The Bee Gees Special is a 90-minute television special featuring The Bee Gees and broadcast by NBC on November 15, 1979. The program featured footage from the Bee Gees' July 10, 1979 concert at Oakland Coliseum Arena in Oakland, California, captured by a film crew that accompanied them during their Spirits Having Flown Tour.
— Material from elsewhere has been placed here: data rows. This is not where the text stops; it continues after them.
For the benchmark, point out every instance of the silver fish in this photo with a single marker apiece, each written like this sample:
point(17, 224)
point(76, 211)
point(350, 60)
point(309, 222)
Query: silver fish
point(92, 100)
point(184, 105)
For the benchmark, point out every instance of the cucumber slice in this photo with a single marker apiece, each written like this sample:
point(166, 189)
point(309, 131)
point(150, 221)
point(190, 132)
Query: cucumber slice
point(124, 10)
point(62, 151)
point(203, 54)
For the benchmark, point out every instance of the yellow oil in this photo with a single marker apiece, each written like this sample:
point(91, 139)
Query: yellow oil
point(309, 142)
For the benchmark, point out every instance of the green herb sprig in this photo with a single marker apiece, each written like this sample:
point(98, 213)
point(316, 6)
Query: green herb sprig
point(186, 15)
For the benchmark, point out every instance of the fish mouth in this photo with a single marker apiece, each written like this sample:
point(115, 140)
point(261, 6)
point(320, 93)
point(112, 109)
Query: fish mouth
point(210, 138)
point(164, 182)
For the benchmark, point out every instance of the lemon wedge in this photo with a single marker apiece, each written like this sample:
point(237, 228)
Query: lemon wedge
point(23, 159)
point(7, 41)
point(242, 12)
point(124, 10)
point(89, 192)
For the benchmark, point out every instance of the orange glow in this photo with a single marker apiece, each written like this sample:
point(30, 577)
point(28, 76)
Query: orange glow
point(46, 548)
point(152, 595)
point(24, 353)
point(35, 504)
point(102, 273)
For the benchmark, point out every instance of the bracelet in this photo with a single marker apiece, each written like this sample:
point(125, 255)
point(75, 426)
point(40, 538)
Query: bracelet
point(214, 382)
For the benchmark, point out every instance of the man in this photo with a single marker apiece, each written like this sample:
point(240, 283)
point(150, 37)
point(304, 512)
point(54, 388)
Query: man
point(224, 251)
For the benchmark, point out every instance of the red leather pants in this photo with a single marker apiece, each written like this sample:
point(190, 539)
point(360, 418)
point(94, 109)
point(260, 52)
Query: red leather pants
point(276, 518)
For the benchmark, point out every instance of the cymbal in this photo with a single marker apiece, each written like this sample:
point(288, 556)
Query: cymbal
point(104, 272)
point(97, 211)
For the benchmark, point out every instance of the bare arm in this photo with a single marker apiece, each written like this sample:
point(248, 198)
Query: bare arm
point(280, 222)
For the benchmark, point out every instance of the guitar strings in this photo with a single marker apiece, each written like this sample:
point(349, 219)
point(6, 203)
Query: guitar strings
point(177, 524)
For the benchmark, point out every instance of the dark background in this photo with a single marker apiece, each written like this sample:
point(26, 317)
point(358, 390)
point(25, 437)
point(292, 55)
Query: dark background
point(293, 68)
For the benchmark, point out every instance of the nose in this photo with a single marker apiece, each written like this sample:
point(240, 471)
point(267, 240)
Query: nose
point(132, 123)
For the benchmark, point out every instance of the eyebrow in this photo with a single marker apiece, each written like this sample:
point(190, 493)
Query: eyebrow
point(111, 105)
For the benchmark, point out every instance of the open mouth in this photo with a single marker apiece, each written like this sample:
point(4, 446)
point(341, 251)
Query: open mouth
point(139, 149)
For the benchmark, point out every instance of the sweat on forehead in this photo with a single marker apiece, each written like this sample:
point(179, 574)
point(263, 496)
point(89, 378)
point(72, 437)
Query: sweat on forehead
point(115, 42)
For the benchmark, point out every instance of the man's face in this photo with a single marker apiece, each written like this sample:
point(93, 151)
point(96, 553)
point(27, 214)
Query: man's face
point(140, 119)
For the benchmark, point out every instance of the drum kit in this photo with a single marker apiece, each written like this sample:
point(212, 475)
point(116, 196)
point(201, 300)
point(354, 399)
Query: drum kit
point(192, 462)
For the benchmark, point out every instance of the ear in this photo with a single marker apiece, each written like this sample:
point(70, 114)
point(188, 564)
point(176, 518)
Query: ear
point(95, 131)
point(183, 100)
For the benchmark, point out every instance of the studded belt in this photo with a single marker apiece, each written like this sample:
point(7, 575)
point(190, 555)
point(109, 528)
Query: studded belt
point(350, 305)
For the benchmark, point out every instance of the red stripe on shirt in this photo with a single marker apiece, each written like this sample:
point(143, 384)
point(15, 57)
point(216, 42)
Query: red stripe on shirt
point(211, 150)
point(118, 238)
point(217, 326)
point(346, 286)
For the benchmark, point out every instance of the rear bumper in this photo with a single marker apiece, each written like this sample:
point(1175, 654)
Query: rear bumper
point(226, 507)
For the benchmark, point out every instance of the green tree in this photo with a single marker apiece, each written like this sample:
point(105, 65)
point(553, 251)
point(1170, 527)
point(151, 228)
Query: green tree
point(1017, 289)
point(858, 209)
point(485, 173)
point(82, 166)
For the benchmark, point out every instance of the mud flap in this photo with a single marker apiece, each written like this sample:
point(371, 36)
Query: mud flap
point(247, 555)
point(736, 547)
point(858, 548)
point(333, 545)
It also included footage from an appearance with Willie Nelson and Glen Campbell, interviews by David Frost with the Bee Gees and their parents, and a behind-the-scenes look at recording and tour planning with Robert Stigwood and the band's crew.

==Interviews/Songs==
- Interview with David Frost
- In the studio rehearsing "Tragedy"
- Opening night of tour - "Stayin' Alive"
- Australian TV clip of "Spicks and Specks"
- Interview with Robert Stigwood
- Concert footage: "New York Mining Disaster 1941", "How Can You Mend a Broken Heart"
- Video montage - "How Deep Is Your Love"
- Tour planning
- 1967 U.K. TV clip - "Massachusetts"
- Concert footage: "Wind Of Change"
- Creating the explosion for the song "Tragedy"
- Concert footage: "I Started a Joke"
- Jam session with Willie Nelson and Glen Campbell: "Bye Bye Love", "All I Have to Do Is Dream", "Party Doll", "I Can't Stop Loving You", "To Love Somebody"
- In the studio recording "Tragedy"
- Interview with Barbara and Hugh Gibb
- Concert footage: "Nights on Broadway", "Words", "Jive Talkin'"
- Andy Gibb joins his brothers on stage for an extended version "You Should Be Dancing"
- Closing credits over "I've Gotta Get a Message to You"

== Reception ==
Diane Holloway of the Austin American-Statesman found the program "thoroughly enjoyable" and a "special treat", but found the interview segments trivial.